The Dria protocol uses ERC20's .transfer() method in multiple critical functions which will not work correctly when deployed on zkSync due to the L2's gas metering mechanism. This could result in failed transfers and stuck funds.

Vulnerability Details

I talked to client and they do have plans for deploying the protocol to zkSync, however below instances use .transfer() to transfer funds to users, which does not work on zkSync. This causes funds to be stuck in the contract. According to zkSync docs:

"Avoid using payable(addr).send(x)/payable(addr).transfer(x) because the 2300 gas stipend may not be enough for such calls, especially if it involves state changes that require a large amount of L2 gas for data."
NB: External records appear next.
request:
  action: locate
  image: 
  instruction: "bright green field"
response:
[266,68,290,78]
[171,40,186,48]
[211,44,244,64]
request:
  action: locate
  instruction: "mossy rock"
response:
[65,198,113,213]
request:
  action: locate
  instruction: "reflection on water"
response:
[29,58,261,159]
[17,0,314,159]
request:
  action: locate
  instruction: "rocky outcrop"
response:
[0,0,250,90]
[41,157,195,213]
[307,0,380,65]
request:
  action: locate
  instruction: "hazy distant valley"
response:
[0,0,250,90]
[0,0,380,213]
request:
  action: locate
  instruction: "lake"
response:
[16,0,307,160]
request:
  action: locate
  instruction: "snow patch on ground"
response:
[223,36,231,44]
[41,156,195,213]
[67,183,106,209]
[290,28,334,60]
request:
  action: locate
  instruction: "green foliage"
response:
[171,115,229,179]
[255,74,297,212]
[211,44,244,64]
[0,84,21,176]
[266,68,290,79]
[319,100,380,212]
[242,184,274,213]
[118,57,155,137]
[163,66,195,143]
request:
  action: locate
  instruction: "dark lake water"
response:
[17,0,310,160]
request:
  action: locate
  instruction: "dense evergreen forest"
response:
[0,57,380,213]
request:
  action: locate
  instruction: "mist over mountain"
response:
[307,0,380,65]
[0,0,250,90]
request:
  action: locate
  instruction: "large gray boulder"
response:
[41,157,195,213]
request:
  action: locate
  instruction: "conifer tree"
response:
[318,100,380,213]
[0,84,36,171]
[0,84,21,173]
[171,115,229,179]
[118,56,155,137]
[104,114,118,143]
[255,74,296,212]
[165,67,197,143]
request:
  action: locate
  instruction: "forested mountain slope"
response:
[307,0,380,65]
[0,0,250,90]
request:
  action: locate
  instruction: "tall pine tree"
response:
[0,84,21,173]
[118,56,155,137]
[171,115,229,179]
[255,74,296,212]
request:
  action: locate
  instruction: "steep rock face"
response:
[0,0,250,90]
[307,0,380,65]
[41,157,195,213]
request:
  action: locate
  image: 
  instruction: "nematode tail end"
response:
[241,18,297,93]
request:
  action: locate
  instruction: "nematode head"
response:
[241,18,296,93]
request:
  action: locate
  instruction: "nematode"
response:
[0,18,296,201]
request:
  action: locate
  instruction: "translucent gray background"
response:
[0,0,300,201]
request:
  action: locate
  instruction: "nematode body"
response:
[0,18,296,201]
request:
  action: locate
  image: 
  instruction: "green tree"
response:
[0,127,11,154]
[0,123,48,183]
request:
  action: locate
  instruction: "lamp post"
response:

Instances where .transfer is used:

Impact

• HIGH

• Failed token transfers due to insufficient gas stipend

• Funds could get stuck in contracts

• Core protocol operations (purchases, royalty payments, withdrawals) could fail

• Could completely break protocol functionality on zkSync

Likelihood

• HIGH

• Will occur consistently on zkSync deployment

• Affects multiple core functions

• No fallback mechanisms in place

Proof of Concept

1. Deploy protocol on zkSync

2. Attempt any operation using .transfer()

3. Transaction will fail due to insufficient gas stipend

4. Funds remain stuck in contract

Recommendation

Consider using .call() for funds transfer as instructed in zksync doc.